Siamo onesti, l’esito di Hazard Jack, sotto la lente critica, è più doloroso di un incontro al buio tra il mignolino del piede e lo spigolo in legno massello di una cassapanca: David Worth, che nel nutrito curriculum ha anche quel cult d’azione che è Kickboxer – Il Nuovo Guerriero (1989, con uno strepitoso Jean-Claude Van Damme), si paga una rata del mutuo con un film horror sciagurato, mai pauroso e con dei dialoghi che verrebbero rimbalzati anche al Cepu.
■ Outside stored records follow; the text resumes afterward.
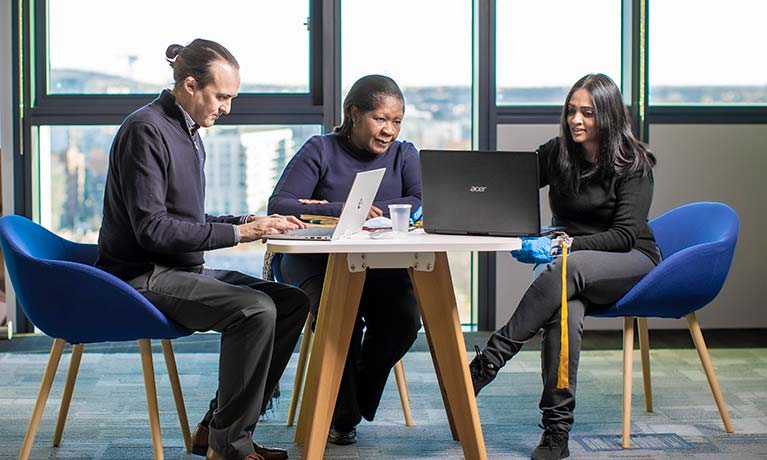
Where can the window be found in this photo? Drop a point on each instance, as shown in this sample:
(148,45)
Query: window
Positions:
(544,47)
(434,74)
(703,54)
(120,48)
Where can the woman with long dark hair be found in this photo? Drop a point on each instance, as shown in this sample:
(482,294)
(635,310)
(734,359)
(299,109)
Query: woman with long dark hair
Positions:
(600,190)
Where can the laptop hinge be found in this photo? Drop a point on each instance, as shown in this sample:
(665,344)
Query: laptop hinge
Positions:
(420,261)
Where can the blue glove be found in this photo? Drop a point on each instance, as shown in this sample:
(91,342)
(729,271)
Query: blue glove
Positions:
(534,251)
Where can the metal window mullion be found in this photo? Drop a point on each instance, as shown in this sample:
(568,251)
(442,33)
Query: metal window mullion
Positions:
(484,133)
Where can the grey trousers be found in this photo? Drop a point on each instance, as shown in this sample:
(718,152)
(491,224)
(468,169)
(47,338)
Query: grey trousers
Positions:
(593,278)
(259,321)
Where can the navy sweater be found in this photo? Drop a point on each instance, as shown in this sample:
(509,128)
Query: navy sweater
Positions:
(154,196)
(607,214)
(324,169)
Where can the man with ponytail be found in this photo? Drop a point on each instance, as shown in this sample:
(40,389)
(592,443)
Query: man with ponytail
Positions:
(155,231)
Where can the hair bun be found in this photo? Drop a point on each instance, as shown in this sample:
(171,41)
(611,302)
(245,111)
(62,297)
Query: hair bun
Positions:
(173,51)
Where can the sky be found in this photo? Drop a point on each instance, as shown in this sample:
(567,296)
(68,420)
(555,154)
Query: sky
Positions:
(418,42)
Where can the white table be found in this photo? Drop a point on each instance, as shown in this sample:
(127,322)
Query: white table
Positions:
(425,255)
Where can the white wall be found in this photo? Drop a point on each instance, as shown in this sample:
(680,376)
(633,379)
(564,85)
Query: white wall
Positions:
(695,163)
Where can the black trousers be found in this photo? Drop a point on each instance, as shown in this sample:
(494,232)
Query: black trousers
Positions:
(387,324)
(259,321)
(593,278)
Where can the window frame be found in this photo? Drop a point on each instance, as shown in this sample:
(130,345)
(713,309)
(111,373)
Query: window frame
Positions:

Un cast impresentabile calato in dinamiche amico-sessuali completamente random, gettate nella mischia ad intervallare le agognate incursioni del maniaco, incornicia il disastro.
E allora come mai, scena dopo scena, sono sempre meno assopito e sempre più concentrato sui dettagli, mentre le risate mi distruggono? Perché, dopotutto, ci sono degli archetipi narrativi che nell’horror funzionano sempre. Il maniaco grande e grosso in caccia di carne fresca e peccaminosa è una soluzione light e rassicurante, citazionista e senza complicate morali a ingombrare la scena.
Il generoso bodycount di Hazard Jack va preso così, come un orripilante diversivo-di-mezzanotte, un nuovo mostro mascherato e sgangherato che è già culto.